Doação de joão cabral pôs berinjela no mapa de sebos

Doação de João Cabral pôs Berinjela no mapa de sebos do RJ – 07/03/2025 – Ilustrada

Celebridades Cultura

Em 1999, a Berinjela tinha quatro anos de vida e caminhava para se tornar um dos melhores sebos do Rio de Janeiro. Daniel, o possuinte, depois de um dia esgotante de trabalho, ia encolher as portas quando o telefone tocou: “Gostaria de vender uns livros que estão no último andejar do prédio, que antes era talhado aos empregados”.

Daniel perguntou se poderia passar no dia seguinte: “Preciso que seja hoje, vamos entregar o apartamento amanhã”. Pediu o endereço e o nome da pessoa a quem procurar e, ao ouvi-los –rua 2 de Dezembro, no Flamengo, e João Cabral–, saiu correndo.

Ao comprar das mãos de seu rebento segmento do pilha do poeta João Cabral de Melo Neto, morto naquele ano, Daniel acredita que fez o que um mercante de livros de segunda mão necessita para se estabelecer na terreiro e definir um perfil para sua loja.

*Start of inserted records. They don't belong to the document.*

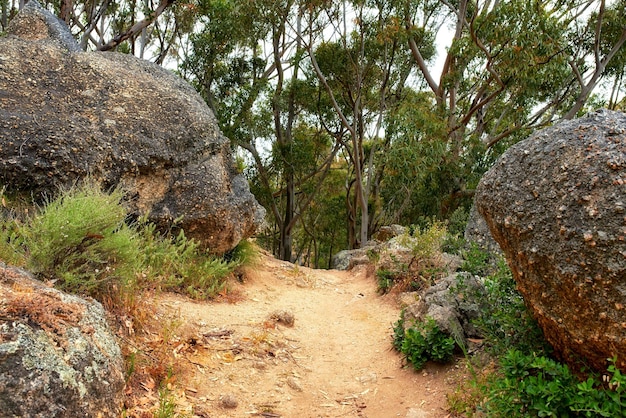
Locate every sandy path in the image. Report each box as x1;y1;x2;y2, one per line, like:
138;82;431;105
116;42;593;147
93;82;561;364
152;256;454;418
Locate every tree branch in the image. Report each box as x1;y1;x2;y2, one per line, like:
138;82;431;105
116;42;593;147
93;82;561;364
98;0;176;51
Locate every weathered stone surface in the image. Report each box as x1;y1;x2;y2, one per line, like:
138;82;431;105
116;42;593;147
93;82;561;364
464;205;502;254
0;263;124;418
476;111;626;371
0;0;264;253
404;272;485;345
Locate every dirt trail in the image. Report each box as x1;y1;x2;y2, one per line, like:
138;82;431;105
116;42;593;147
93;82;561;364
159;255;455;418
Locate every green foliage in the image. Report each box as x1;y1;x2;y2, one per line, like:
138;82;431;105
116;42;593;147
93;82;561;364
482;350;626;418
461;242;492;277
475;259;551;355
393;318;456;370
0;181;252;303
370;219;448;294
154;387;177;418
22;182;141;295
139;222;236;299
376;269;396;294
0;191;28;267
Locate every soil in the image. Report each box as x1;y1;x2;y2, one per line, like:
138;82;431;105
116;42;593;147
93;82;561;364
147;251;460;418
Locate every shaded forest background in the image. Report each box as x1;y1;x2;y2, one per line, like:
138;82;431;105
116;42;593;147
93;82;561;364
0;0;626;268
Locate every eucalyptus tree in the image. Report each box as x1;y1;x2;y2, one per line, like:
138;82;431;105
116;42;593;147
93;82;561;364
7;0;185;64
179;0;338;260
303;1;424;247
378;0;626;220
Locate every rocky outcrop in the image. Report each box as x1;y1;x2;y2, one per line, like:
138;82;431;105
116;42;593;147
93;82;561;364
476;111;626;371
0;0;264;253
0;264;124;418
463;205;502;255
404;272;486;347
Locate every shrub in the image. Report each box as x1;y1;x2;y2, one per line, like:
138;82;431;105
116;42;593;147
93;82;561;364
376;221;447;293
0;181;256;308
22;182;141;296
138;220;232;299
393;318;455;370
474;258;551;355
483;350;626;417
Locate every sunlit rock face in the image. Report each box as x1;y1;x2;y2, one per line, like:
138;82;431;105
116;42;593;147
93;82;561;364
476;110;626;371
0;0;264;253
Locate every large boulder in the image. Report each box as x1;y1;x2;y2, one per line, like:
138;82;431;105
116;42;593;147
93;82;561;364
476;111;626;371
0;263;124;418
0;0;264;253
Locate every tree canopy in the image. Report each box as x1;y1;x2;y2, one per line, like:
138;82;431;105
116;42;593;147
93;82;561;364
0;0;626;267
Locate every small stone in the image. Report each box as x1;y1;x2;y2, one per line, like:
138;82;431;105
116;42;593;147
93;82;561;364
270;311;296;327
220;393;239;409
287;376;302;392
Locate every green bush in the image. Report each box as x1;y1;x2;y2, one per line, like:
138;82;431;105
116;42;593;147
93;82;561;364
22;182;141;295
474;258;551;355
483;350;626;417
0;181;256;303
393;318;456;370
138;221;232;299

Uma operação que mistura escolha deliberada de exemplares, pesquisa, faro e sorte. “O sebo do momento é aquele que consegue comprar a melhor livraria”, define.

“A família havia feito uma seleção de livros destinados a leilão, deixando outros espalhados no solo, muro de 4.000, muitos assinados por João Cabral ou com dedicatórias para ele, inclusive de Carlos Drummond de Andrade”, conta.

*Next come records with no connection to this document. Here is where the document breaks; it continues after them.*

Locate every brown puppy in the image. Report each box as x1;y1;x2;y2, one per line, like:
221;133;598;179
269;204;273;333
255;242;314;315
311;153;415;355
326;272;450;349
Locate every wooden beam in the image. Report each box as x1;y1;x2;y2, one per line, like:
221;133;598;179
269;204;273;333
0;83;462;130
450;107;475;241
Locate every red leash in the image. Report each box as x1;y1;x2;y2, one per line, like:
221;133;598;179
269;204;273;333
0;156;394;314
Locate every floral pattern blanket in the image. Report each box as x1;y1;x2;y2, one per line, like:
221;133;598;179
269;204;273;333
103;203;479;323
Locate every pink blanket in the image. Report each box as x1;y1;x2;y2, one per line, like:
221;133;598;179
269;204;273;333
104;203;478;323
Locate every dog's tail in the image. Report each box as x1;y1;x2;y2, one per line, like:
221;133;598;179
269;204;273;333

Junto com o lote, veio o fardão da ABL (Ateneu Brasileira de Letras). “Consegui vender no dia seguinte, graças a Deus, porque dá má sorte.”

Rebento de argentinos e neto de poloneses, Daniel Chomski nasceu no Brasil por contingência, quando a família veio seguir o pai no trabalho. Com sobrenome quase igual ao de Noam Chomsky, ele supõe ser primo distante do linguista. Os dois até se parecem um pouco.

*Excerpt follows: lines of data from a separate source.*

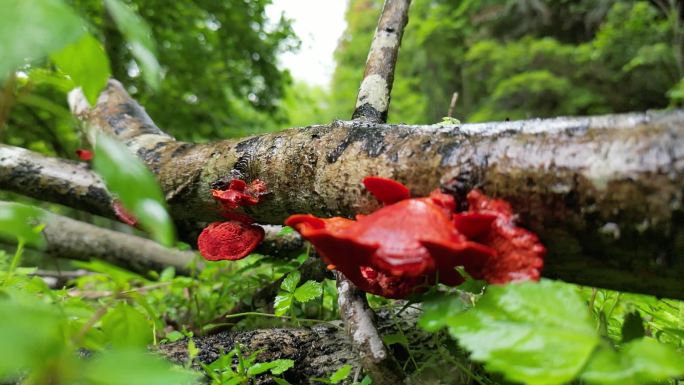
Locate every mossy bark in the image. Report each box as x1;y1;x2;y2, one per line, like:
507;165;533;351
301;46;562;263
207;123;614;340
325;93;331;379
72;82;684;298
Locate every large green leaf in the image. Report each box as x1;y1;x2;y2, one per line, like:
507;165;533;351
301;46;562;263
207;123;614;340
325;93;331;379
294;281;323;303
280;271;302;293
105;0;161;89
102;303;152;348
93;133;175;246
0;0;85;81
273;292;294;316
50;33;111;105
0;202;44;246
0;298;64;381
448;280;599;385
83;350;197;385
580;338;684;385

Aos 17 anos, decidiu morar sozinho no Rio. Estudou jornalismo, escreveu resenhas para o Jornal do Brasil. Virou sócio de duas livrarias. A By The Book, no segundo andejar de um mercadinho na terreiro Mauá, era visitada por duas ou três pessoas por dia. Na Brumário, a sociedade não funcionou, e ele saiu para terebrar a Berinjela em 1994.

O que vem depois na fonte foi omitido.